KGI and BBE particles show high bioavailability and are virtually nontoxic, not causing local or systemic adverse effects in laboratory animals.11
A product similar to the KGI particle, ie, the ISCOM particle has been tested in more than 1000 humans as an adjuvant for vaccines and is in human phase III clinical trials for this indication.11
Thus, the combination of low toxicity, very high bioavailability, and high stability already observed in preclinical studies and in humans (Dr Karin Lövgren-Bengtsson, Isconova AB) indicates a favorable therapeutic index and the possibility of a rapid advancement to clinical testing in cancer.
In addition to the potential use of nanoparticulate QS as stand alone anticancer drug, there are prospects for synergy between KGI and BBE as well as a number of registered cancer drugs eg, docetaxel and fludarabine (). Besides direct pharmacodynamic interactions at the level of the tumor cell, the well documented adjuvant immunological effect of the QS particles11
might also augment the overall anticancer effect. Furthermore the KGI and BBE nanoparticles should also be explored as potential carriers for established anticancer drugs as they can be incorporated into the particles by various techniques24
as being successfully used commercially for delivery of vaccine antigens.11
There are other potential clinical applications of the particulate saponins. The nanoparticles may be targeted to the tumor cells by inserting tumor-targeting molecules, potentially increasing the selectivity of drug delivery, hence increasing the therapeutic index. This principle is illustrated by incorporating envelope proteins from respiratory viruses into particles, rendering enhanced delivery to the common mucosal immune system after intranasal mode of administration as described by Hu and colleagues.13
ISCOMs supplied with the DD portion of protein A of Staphylococcus aureus
are targeting B cells.11
KGI supplied with the DD portion should target B cell lymphoma. The use of monoclonal anti-bodies attached to the particles recognizing specific surface structures on tumor cells is a device for targeting.

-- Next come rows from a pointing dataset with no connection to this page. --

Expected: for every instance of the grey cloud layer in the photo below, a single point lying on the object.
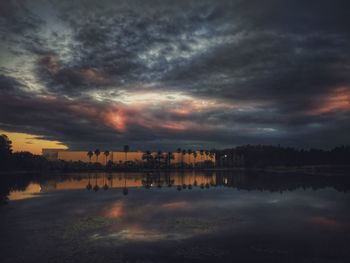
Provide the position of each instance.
(280, 60)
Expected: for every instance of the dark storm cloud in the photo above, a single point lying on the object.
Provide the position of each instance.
(277, 71)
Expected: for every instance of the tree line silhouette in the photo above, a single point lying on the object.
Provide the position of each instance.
(248, 156)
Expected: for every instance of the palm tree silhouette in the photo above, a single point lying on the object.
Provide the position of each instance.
(194, 157)
(148, 157)
(189, 151)
(97, 153)
(96, 187)
(125, 189)
(105, 186)
(106, 153)
(169, 157)
(183, 156)
(126, 148)
(89, 186)
(90, 154)
(178, 151)
(201, 152)
(207, 154)
(159, 157)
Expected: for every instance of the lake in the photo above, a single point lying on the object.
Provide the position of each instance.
(175, 217)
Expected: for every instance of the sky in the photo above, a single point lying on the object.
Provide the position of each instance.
(168, 74)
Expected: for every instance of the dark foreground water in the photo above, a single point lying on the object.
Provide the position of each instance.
(202, 217)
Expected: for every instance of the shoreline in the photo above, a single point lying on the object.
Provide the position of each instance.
(318, 170)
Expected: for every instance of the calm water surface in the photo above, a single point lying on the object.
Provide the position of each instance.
(175, 217)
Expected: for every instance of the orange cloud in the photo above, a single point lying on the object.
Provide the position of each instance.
(338, 100)
(24, 142)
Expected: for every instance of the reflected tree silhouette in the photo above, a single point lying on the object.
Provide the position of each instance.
(89, 186)
(90, 154)
(125, 189)
(96, 187)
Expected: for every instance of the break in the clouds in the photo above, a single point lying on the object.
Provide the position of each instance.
(167, 74)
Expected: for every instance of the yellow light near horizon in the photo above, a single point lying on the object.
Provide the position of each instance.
(24, 142)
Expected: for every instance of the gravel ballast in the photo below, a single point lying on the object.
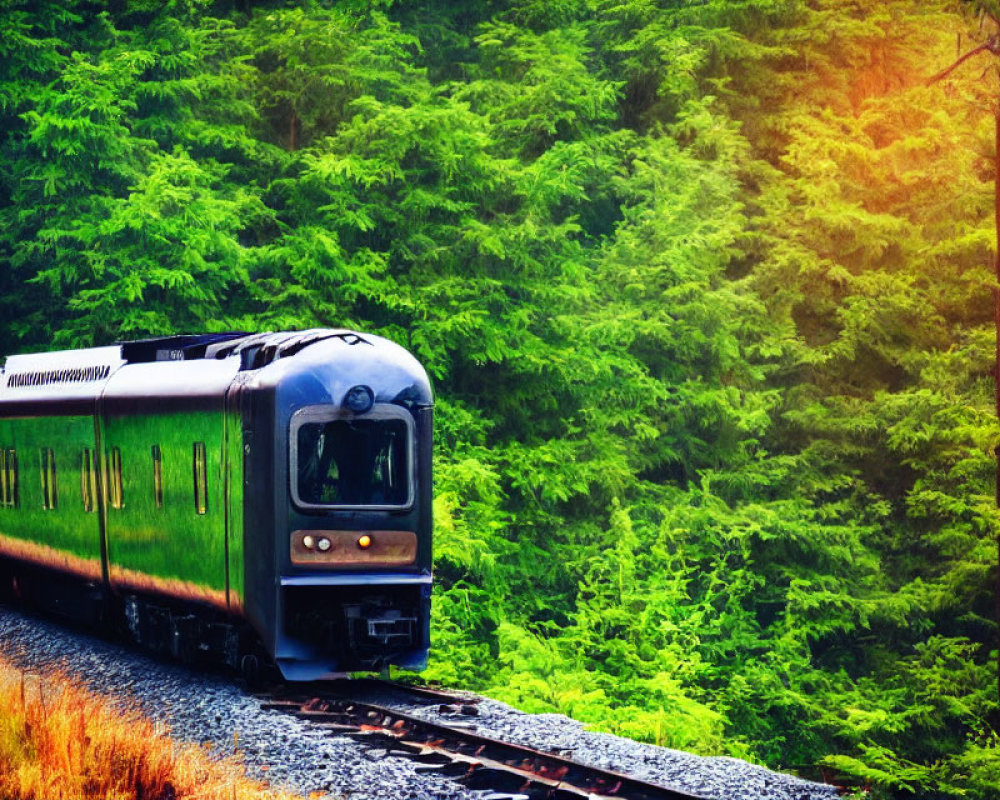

In conclusion, QS saponin formulated into nanoparticles represents a potential new mechanistic category of anticancer drugs fundamentally different from standard cytotoxic drugs by being considerably more selective and also by stimulating differentiation. Furthermore, as drug carriers, the particles with inborn cancer cell-killing and immune-stimulating properties create interesting prospects for synergism with integrated standard anticancer compounds.